In the op-ed, Maron wrote that "at a city Department of Education anti-bias training, she was instructed to refer to herself as a ‘white woman' as if her whole life is reduced to race."
"Those who oppose this ideology are shunned and humiliated, even as it does nothing to actually improve our broken schools," Maron wrote.
In Maron's piece, she noted the "severe budget cuts made by the local government." The former public defender explained that the DOE spent more than $6 million for anti-bias training, which defines qualities such as "worship of the written word," "individualism" and "objectivity" as "white-supremacy culture."
Maron said she's a liberal Democrat but is "questioning the politics" in America and "thinks she is not alone." Maron agreed with Sharon Osbourne, who said she does not want to return to television because of cancel culture.

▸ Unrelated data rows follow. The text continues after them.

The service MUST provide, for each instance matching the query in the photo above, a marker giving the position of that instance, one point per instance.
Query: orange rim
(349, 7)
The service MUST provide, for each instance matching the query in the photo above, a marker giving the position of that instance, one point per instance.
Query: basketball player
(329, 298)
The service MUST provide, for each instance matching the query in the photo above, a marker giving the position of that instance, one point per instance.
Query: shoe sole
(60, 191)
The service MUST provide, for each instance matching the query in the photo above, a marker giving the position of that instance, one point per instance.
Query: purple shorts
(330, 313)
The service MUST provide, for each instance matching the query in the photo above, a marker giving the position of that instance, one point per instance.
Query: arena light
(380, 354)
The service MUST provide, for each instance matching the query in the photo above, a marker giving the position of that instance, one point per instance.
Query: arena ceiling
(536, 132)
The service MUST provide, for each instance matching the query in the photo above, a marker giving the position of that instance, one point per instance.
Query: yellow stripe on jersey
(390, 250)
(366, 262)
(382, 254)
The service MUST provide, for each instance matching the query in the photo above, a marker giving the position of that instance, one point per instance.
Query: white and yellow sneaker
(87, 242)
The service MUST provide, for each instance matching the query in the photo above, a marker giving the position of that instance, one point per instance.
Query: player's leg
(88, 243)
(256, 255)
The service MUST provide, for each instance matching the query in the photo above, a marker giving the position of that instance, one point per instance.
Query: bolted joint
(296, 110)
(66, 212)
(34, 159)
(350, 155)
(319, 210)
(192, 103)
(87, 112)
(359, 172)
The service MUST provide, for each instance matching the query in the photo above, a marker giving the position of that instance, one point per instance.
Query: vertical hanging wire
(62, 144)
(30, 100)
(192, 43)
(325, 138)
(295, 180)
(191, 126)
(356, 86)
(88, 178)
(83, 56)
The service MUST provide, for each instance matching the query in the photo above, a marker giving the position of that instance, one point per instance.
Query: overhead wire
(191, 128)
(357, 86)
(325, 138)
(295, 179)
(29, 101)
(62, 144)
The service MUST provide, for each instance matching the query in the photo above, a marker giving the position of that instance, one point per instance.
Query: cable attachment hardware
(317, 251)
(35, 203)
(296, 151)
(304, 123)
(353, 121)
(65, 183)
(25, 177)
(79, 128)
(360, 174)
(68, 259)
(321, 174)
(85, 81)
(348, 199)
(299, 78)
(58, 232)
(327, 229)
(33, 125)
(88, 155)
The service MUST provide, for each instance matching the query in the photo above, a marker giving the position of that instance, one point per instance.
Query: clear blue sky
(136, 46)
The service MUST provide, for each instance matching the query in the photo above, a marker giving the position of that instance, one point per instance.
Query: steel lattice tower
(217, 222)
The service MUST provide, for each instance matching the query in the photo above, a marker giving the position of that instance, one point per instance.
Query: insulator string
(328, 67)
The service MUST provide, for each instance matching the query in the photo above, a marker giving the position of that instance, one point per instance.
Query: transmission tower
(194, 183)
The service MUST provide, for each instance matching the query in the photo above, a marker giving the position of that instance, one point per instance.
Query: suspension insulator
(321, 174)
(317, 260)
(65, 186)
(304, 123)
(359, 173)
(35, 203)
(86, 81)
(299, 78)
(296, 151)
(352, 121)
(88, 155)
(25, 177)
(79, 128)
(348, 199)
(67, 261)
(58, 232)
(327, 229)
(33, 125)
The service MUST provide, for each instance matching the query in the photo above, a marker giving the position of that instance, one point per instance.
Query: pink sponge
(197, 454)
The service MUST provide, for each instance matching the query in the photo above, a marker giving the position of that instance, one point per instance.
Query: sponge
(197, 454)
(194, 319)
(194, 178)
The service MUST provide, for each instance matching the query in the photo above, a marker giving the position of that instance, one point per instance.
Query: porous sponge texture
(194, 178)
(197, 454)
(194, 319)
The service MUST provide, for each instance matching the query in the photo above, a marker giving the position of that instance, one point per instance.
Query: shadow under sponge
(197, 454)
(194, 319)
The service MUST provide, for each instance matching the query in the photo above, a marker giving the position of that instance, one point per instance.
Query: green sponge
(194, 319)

"She speaks for a lot of Americans who are afraid they can say something that's slightly wrong or not permissible and lose their job over it," said Maron.
Maron highlighted that more than half of NYC schools kids struggle with basic math and English. According to the NYS Department of Education 2019 report on state test results, 45.6% of students in grades 3-8 were proficient in math and 47.4% of students in grades 3 to 8 scored at proficient levels in English.
According to the New York Post, "the city’s overall English proficiency rate edged up by 0.7 percent from the prior year and math scores improved by 2.9 percent, the numbers show."
Considering the "upsetting" academic results in American students, Maron pressed for more of a focus on helping students become more competitive in the job market.
"Those numbers, as upsetting as they are, our long-standing numbers; New York City public schools haven’t been able to budge the state test proficiency numbers for years and years. We’re talking generations of failing kids to teach them how to read and how to write and how to graduate from New York City public schools able to be competitive in a job market," Maron said.
"We need not just New York city kids but all American kids to be competitive in the global market. So, of course, we have to focus on reading and writing and math and, of course, we have to focus on teaching kids basic skills and not waste time and money in ideological training that doesn’t teach those basic skills and don’t help students with how to learn."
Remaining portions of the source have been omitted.